Following is the transcript of this week’s report:
Following President Obama’s lead, there’s growing consensus within the Democratic party for supporting marriage equality. This week party leaders in two conservative states — Texas and Montana — confirmed their support for marriage. Texas Democrats will send a record number of LGBT delegates to the convention in September.
There’s growing Republican support for the freedom to marry as well. Paul Singer is a prominent Republican donor and a major supporter marriage equality projects like AFER’s Prop 8 case. He’s announced a new political action committee to elect GOP candidates who support marriage equality. Singer has pledged one million dollars to start what he’s calling the “American Unity PAC.”
But not every Republican has taken notice of the 13 national polls that show a majority of Americans support marriage equality. This week ten Republican Senators and two former attorneys general filed briefs in support of DOMA, the federal ban on marriage recognition. And in Montana, where the Democratic delegates recently endorsed marriage equality, the Republican party platform still calls for imprisoning gays and lesbians.
The 2012 legislative session has ended in Rhode Island, with no vote on bills to legalize marriage. Rhode Island currently has civil unions, but very few couples have expressed an interest in the severely watered-down protections that civil unions offer. Meanwhile, across the country, officials in Washington have confirmed that the state’s marriage equality bill will be on the ballot this November.
A new study out last week purports to show that the children of LGBT parents suffer when compared to the kids of straight parents. But the study is so riddled with problems that it actually doesn’t show anything of the sort. The study was funded by two major anti-gay organizations: The Witherspoon Institute and The Bradley Foundation.
It also doesn’t really compare stable gay parents to stable straight parents. Instead, it lumps all kinds of unstable relationships into the “gay parent” category. They only examined parenting that occurred decades ago, before parents could even hope to be married. And the study didn’t consider the length of relationships. That’s a big deal, because when you look at the data, you see that only 2 percent of respondents reported having lived with a gay father for longer than 3 years.

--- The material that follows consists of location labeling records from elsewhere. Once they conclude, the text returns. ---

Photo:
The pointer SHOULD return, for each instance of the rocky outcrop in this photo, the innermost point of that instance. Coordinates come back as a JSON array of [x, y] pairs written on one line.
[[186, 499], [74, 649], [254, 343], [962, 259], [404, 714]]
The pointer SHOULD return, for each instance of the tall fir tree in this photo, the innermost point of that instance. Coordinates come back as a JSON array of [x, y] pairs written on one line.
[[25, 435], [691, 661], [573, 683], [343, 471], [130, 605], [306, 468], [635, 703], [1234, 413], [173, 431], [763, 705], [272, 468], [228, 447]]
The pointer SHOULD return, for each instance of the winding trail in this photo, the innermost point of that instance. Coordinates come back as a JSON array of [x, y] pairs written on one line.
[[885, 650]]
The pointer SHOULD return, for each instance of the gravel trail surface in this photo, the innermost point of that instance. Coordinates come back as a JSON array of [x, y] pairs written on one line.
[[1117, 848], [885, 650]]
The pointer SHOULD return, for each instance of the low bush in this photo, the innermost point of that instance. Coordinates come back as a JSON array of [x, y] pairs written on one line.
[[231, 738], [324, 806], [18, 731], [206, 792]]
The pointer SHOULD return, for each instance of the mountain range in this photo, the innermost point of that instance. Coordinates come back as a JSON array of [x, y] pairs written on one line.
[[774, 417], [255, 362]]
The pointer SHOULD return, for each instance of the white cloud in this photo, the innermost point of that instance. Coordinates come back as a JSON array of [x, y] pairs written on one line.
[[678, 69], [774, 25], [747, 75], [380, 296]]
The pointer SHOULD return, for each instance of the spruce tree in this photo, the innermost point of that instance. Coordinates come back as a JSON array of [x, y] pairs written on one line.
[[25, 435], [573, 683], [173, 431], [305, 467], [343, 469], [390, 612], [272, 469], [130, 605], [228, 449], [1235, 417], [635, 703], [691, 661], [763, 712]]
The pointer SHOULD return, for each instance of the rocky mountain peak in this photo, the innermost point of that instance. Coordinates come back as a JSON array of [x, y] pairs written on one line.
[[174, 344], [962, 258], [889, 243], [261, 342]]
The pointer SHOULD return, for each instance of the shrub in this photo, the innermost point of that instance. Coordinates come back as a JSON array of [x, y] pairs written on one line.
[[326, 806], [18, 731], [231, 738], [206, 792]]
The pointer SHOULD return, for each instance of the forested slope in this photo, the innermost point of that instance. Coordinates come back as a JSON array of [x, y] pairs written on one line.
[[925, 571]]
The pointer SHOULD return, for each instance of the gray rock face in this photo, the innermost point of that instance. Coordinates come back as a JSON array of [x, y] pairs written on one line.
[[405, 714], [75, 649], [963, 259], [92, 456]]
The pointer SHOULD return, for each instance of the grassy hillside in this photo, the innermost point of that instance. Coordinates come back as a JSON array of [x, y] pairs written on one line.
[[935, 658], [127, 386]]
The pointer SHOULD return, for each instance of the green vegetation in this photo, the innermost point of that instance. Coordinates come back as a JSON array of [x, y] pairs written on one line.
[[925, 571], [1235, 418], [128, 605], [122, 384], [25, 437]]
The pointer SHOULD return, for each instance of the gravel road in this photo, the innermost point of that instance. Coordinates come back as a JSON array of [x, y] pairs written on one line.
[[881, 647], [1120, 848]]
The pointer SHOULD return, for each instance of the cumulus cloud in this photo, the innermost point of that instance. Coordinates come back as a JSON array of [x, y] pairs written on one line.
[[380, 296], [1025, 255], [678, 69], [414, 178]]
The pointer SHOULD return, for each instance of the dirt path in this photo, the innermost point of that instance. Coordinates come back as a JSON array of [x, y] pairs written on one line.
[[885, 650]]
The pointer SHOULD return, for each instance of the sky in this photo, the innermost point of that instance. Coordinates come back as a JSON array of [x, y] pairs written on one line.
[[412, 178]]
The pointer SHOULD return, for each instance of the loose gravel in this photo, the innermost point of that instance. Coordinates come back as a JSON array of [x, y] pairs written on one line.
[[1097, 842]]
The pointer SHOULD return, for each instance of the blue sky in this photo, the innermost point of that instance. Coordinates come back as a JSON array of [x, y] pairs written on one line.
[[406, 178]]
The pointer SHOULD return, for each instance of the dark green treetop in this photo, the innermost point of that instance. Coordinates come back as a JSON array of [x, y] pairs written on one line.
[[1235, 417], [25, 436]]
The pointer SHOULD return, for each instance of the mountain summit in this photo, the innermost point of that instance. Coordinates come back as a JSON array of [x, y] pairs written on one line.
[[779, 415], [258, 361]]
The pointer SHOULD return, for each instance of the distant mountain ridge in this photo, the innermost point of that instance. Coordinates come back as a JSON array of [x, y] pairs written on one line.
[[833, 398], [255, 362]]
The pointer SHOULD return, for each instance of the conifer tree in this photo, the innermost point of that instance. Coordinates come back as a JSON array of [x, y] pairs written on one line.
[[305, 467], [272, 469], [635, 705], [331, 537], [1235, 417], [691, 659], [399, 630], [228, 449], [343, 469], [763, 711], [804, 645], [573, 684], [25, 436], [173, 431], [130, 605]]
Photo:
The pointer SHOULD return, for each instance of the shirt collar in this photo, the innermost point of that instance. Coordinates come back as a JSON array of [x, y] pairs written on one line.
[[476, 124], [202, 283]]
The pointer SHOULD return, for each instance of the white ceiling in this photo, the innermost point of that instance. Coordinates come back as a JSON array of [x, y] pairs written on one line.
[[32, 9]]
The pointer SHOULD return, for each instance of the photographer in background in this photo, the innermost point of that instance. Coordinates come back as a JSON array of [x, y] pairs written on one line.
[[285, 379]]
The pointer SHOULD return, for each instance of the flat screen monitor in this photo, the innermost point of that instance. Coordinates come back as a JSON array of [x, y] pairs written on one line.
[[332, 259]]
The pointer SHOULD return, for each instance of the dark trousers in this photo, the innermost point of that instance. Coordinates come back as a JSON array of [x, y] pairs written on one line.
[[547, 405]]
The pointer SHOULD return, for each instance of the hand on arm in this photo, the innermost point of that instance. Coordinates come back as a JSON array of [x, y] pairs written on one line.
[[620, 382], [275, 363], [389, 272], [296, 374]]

The editor of the journal that published the study says that the raw data may be released this fall. At that point, independent researchers will be able examine the findings more closely. In the mean time, a wide range of organizations have issued statements in support of LGBT parenting.
That includes the American Academy of Pediatrics, American Medical Association, Child Welfare League of America, American Academy of Child & Adolescent Psychiatry, The American Psychiatric Association, North American Council on Adoptable Children, Canadian Psychological Association, and the Australian Psychological Society, among others.
And finally, an anniversary. Forty-five years ago last week, the Supreme Court of the United States decided Loving versus Virginia, overturning state laws that prohibited interracial marriage. Years later, Mildred Loving herself stated, “I support the freedom to marry for all. That’s what Loving [the case], and loving [each other], are all about.”